Where do you see the future of the market heading?

Diversity is becoming part of corporate DNA – at least in the messages being put out to the market. Look at Pride Month and how many logos have morphed into rainbow flags!


What do you feel are the biggest obstacles facing minorities in the industry?

A common pitfall is the need for small businesses to recruit staff able to hit the ground running and blend right in with the team. Plug-and-play! It takes discipline and overt commitments to counter that bias.

How do you plan to overcome those obstacles in your company?

Where possible, we give ourselves time to recruit, keeping applications open for longer. This requires extra planning. When interviewing, we ensure candidates meet with a diverse set of HUBX staff; it has been shown to be effective in encouraging applicants from diverse backgrounds to join. We also have a flexible working policy which is helpful for those juggling commitments at home and in the office.

What makes your company an employer of choice?

Our commitment to staff wellbeing in and out of the office. We have a formal extracurricular initiative called HUB+ which organises events, outings and treats. This ensures we have the chance to bond out of the office. Culture isn’t just a concept we throw around at HUBX – we take it very seriously and never lose sight of our values.
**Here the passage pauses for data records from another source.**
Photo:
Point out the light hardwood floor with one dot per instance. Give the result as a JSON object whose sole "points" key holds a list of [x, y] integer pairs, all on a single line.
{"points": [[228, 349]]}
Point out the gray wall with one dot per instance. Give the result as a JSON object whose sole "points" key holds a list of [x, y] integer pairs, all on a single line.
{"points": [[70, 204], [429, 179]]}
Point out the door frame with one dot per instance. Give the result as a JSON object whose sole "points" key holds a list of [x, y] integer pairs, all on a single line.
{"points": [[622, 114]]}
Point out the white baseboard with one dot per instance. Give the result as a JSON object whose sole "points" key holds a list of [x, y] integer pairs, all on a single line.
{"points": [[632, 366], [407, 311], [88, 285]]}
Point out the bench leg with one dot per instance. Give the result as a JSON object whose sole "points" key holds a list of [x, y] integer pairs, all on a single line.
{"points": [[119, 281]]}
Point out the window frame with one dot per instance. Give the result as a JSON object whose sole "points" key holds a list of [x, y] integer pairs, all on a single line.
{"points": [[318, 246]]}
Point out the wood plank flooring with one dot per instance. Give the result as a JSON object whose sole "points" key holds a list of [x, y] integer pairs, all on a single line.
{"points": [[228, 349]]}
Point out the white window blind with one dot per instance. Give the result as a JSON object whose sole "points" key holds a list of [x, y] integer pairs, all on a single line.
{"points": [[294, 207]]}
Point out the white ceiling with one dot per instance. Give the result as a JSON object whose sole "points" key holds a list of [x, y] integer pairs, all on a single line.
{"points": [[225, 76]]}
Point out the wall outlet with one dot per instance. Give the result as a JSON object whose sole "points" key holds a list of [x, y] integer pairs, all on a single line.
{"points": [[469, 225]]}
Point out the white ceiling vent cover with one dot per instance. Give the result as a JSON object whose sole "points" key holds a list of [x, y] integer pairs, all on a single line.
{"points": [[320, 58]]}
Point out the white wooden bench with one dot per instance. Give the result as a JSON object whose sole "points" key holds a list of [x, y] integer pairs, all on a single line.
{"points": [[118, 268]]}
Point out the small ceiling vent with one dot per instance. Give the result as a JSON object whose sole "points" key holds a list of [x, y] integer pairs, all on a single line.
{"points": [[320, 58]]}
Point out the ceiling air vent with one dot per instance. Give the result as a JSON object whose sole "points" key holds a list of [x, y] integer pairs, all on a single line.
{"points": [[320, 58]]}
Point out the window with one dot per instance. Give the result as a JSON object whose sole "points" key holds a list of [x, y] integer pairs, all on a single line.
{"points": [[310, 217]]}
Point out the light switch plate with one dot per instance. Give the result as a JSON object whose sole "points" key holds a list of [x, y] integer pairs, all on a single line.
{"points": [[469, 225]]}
What would you like to see change in FinTech as an industry?

More accelerator programmes supported by institutions. Velocity by the Investment Association for example. When it comes to B2B, FinTech businesses must overcome high barriers to entry as so much is at stake for clients. Such programmes are incredibly helpful to raise a company’s profile and create diversity in the sector, building up smaller firms who bring their culture to the table.
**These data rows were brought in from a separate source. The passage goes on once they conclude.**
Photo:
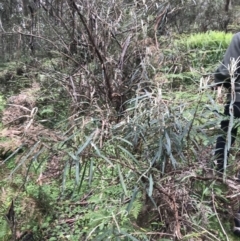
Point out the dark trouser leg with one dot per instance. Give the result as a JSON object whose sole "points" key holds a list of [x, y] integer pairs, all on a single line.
{"points": [[221, 140], [220, 146]]}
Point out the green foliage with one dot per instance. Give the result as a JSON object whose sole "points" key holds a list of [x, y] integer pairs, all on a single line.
{"points": [[211, 40], [204, 50], [2, 103]]}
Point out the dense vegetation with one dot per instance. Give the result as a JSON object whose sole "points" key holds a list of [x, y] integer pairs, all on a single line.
{"points": [[108, 123]]}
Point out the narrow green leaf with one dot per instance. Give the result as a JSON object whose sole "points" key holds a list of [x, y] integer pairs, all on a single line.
{"points": [[65, 177], [150, 190], [134, 195], [122, 180], [91, 171], [89, 139], [77, 170]]}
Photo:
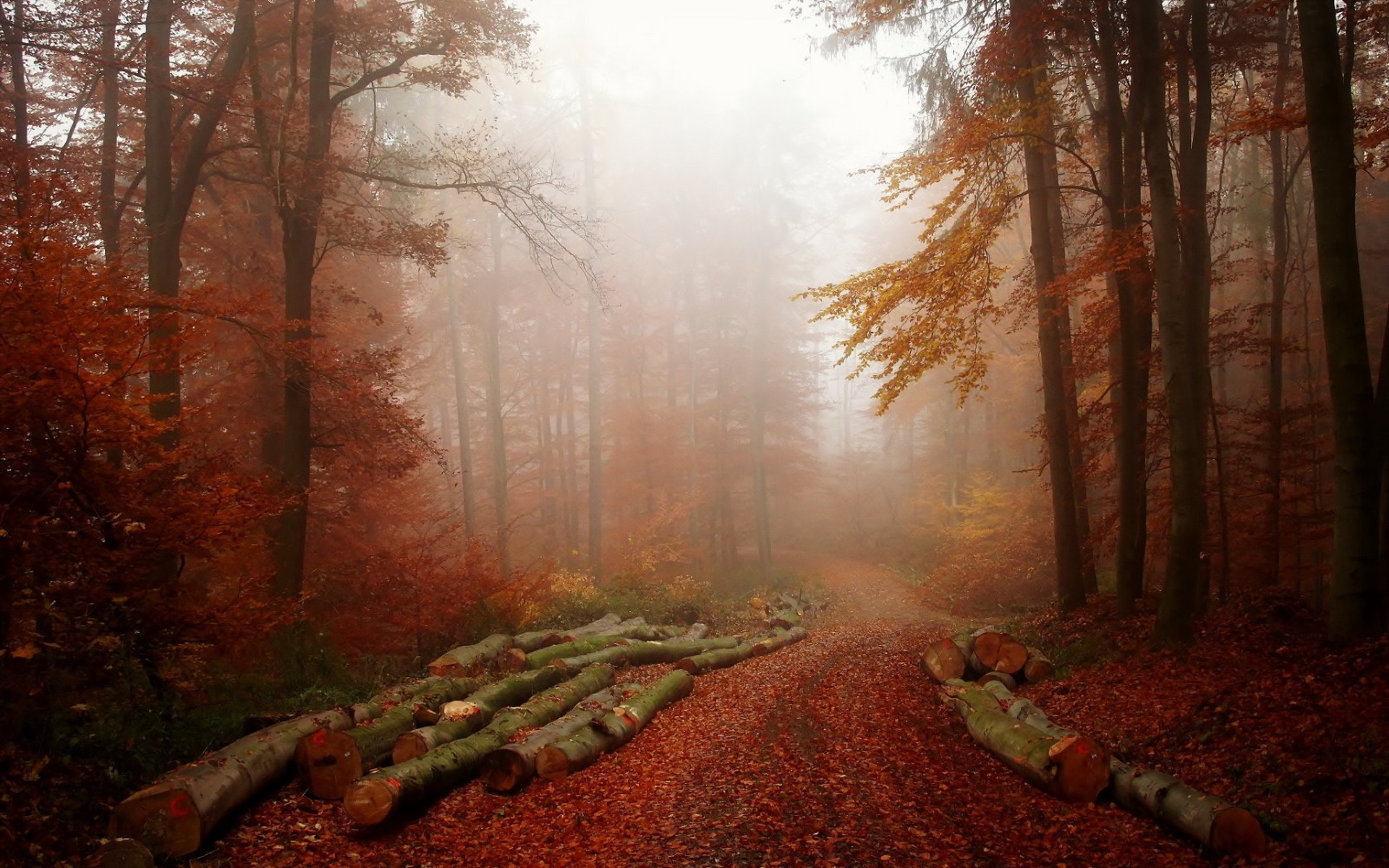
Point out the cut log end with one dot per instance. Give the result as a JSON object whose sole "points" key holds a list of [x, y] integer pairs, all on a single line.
{"points": [[942, 660], [331, 762], [124, 853], [370, 801], [409, 746], [1239, 833], [1082, 768], [552, 764], [164, 818], [504, 771]]}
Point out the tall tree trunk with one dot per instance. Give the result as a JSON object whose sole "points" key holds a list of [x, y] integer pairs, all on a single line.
{"points": [[1357, 608], [462, 404], [1277, 302], [300, 244], [1121, 171], [496, 424], [1069, 576]]}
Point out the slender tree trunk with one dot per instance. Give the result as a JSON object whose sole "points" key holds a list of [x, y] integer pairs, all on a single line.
{"points": [[498, 427], [1278, 296], [462, 404], [1357, 608], [1070, 579], [300, 246]]}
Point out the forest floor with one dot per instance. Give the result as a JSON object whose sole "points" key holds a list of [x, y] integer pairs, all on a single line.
{"points": [[836, 752]]}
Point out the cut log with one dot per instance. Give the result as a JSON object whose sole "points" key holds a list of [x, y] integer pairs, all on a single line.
{"points": [[942, 660], [124, 853], [1210, 821], [511, 767], [481, 706], [470, 659], [1038, 667], [614, 729], [535, 639], [174, 816], [373, 799], [717, 659], [778, 641], [647, 653], [1002, 678], [595, 628], [1011, 656], [572, 649], [330, 760], [1074, 767], [694, 631]]}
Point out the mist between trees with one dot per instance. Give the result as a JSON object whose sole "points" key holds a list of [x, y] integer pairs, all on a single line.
{"points": [[341, 332]]}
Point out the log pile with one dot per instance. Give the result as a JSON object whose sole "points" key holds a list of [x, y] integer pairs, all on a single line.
{"points": [[436, 732], [985, 655], [1070, 764]]}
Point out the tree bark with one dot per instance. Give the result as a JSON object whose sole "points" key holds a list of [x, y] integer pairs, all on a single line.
{"points": [[1357, 606], [330, 760], [471, 659], [174, 816], [1066, 534], [373, 799], [613, 729], [481, 707], [511, 767]]}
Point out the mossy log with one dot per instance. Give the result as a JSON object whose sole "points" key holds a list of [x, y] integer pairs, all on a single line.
{"points": [[480, 707], [1038, 667], [593, 628], [1076, 767], [1207, 820], [1002, 678], [778, 641], [470, 659], [175, 814], [942, 660], [330, 760], [577, 647], [613, 729], [373, 799], [717, 659], [511, 767], [647, 653]]}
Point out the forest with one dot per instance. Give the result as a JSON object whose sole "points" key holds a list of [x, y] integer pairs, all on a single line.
{"points": [[841, 365]]}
Is FinTech inclusive enough at the moment?

Is there a single industry which we could say is inclusive enough? FinTech is improving but the road is still long.

What is the most exciting thing about FinTech for you personally?

FinTech is powering an incredible level of change on so many levels. From payments to friends in seconds, to bridging the funding gap between companies and investors. I am thrilled to have a front row seat to both witness and make these changes happen.

Who has been the most inspirational person to you in your career journey and why?

I have lacked role models in my career. I feel that the choices I have made and the paths I chose were not influenced by mentorship or any external guidance. That is a real shame. Nowadays, women and minorities can access better support networks to be used as sounding boards, and inspirational speakers.
When it comes to individuals, Elizabeth Day and her How To Fail podcast have been an inspiration, turning the concept of failure on its head. Stephanie Phair (Outnet, Farfetch, BFC) is another woman I look up to: not only is she a high-performing professional, but she has always cites kindness as one of her core professional values.

To date, in your view, what disruptors have caused the most innovation in the industry?

Digital banks. Not only have they revolutionised our day-to-day experience as users but the scale of deposits they are in the process of gathering through their B2C strategy is giving them incredible momentum in the wholesale space.
Traditional investment banking has started taking baby steps in innovation. Certainly, HUBX aims to be a trailblazer in the field. Capital markets is an interesting case study for Fintech: trust and relationships are core executing deals. Therefore, any disruption must enhance relationships, not replace them.

What do you look forward to for the industry in 2019?

The first half of the year has been full of so many projects and ideas relating to inclusion. I look forward to seeing many more later in 2019, especially after the huge success that was Pride month!